Under the County Purchasing Law of 1957 (TCA § 5-14-108), any purchase above the bid threshold must be awarded through competitive bidding. A record of all competitive bids must also be retained for five years. Yet Resolution 6-25-40 makes no mention of competing bids, does not disclose a cost, and does not include a copy of the contract for review.
According to several commissioners who spoke with TruthWire News, even basic information—such as the list of vendors who submitted bids—has not been made available to them. One commissioner admitted that he doesn’t recall ever voting on this type of item in the past, raising further questions about why this year’s renewal is being pushed through so aggressively.
While the resolution was discussed in the Purchasing and Insurance Committee, those meetings are neither recorded nor published with detailed agendas, limiting the ability of citizens or other commissioners to engage in oversight. Hayes and Richards both emphasized that this is not just about opposing a single contract—it’s about ensuring fiscal responsibility and government accountability.
“Most people in this room probably couldn’t tell you what stop-loss is,” Hayes said. “And I think it’s the obligation of the Benefits Committee, the mayor, and those involved to make sure everyone is fully educated before we make a decision this large.”
Mayor Anderson defended the urgency, saying a six-month policy would cost millions more than a one-year renewal and that the committee had already voted unanimously to select Cigna. Still, as Hayes noted, many commissioners—including herself—were not present at the most recent meeting and had not been invited to participate in any full-commission discussion about the broader insurance structure.
The episode raises serious questions about process, oversight, and whether the county’s elected officials are being given the tools they need to make informed decisions. In the name of expedience, vital safeguards appear to have been bypassed.
Commissioner Richards has gone a step further. On June 10, he sent a formal letter to Tennessee Comptroller Jason Mumpower, requesting an immediate investigation into the County’s 2025–26 health insurance procurement process. The letter outlines numerous concerns, including apparent violations of competitive bidding law (TCA § 5-14-108), the Open Meetings Act (TCA § 8-44-103), and County Rules 6.1 and 6.2, which require timely filing and budget committee review.

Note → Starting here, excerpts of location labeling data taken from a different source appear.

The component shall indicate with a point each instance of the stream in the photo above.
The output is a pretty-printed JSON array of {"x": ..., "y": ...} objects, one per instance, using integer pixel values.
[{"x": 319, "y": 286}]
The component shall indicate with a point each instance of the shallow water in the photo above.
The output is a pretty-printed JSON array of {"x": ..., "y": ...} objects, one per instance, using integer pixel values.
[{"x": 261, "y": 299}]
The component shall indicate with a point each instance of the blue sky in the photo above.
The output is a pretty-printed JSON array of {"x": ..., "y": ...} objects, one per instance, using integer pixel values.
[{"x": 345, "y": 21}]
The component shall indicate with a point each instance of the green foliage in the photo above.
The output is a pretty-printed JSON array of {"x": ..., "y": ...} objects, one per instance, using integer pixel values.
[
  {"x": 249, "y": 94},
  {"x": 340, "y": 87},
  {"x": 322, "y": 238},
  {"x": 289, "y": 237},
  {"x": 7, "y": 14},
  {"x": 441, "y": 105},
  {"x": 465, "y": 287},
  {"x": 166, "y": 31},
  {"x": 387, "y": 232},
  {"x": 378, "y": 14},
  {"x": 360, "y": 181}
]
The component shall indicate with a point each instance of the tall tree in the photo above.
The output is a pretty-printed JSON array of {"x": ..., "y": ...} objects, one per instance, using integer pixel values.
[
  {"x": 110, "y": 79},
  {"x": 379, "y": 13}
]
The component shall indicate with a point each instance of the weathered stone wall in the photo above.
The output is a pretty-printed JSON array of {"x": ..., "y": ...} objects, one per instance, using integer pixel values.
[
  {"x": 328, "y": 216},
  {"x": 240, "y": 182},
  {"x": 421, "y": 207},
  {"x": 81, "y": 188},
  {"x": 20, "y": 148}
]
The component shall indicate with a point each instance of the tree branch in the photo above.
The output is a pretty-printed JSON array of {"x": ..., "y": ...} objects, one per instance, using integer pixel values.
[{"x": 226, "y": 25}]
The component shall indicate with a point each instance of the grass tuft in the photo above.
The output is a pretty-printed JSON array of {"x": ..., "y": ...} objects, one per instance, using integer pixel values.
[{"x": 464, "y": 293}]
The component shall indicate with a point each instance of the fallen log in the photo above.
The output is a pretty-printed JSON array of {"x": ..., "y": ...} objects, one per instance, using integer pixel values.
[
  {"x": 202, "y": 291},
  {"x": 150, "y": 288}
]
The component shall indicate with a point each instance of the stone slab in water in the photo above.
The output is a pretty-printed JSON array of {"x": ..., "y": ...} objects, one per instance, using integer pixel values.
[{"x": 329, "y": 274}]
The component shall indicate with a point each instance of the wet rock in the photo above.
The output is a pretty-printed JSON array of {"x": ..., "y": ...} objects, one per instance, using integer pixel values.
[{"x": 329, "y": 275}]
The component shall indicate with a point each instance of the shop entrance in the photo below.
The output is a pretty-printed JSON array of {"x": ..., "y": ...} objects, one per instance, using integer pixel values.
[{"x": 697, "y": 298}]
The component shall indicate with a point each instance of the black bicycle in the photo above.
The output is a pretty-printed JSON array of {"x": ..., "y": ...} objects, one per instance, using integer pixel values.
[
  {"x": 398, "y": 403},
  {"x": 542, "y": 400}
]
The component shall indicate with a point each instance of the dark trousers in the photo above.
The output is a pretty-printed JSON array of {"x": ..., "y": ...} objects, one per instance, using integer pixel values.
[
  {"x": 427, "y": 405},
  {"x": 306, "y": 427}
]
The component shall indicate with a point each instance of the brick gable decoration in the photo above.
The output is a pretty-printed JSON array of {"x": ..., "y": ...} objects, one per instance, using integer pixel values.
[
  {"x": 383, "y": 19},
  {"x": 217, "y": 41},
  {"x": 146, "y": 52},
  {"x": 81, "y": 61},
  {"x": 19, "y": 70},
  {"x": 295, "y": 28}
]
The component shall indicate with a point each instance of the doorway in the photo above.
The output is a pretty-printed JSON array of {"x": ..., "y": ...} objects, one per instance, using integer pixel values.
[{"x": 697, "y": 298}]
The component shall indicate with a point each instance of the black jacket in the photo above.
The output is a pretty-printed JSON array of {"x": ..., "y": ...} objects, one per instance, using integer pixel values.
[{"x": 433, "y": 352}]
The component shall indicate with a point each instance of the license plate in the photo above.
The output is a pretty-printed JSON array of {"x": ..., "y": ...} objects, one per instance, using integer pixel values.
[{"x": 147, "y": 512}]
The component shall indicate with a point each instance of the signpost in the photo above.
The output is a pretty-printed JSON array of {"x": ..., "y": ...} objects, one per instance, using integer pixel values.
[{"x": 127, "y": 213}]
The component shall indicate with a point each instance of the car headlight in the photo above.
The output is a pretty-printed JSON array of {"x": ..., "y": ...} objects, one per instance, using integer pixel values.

Richards pointed out that neither commissioners nor the public have been provided cost data, contract language, or a list of competing bids—raising doubts about whether Cigna was actually the “lowest and best” provider. He asked the Comptroller’s office to audit the procurement trail and advise whether the vote on June 20 would be lawful under the current conditions.
The Commission is now expected to reconvene for a special meeting on June 20 to hear the resolution before the coverage lapses on July 1.
Whether commissioners get the transparency they’ve asked for by then—or whether they’ll once again be voting in the dark—remains to be seen.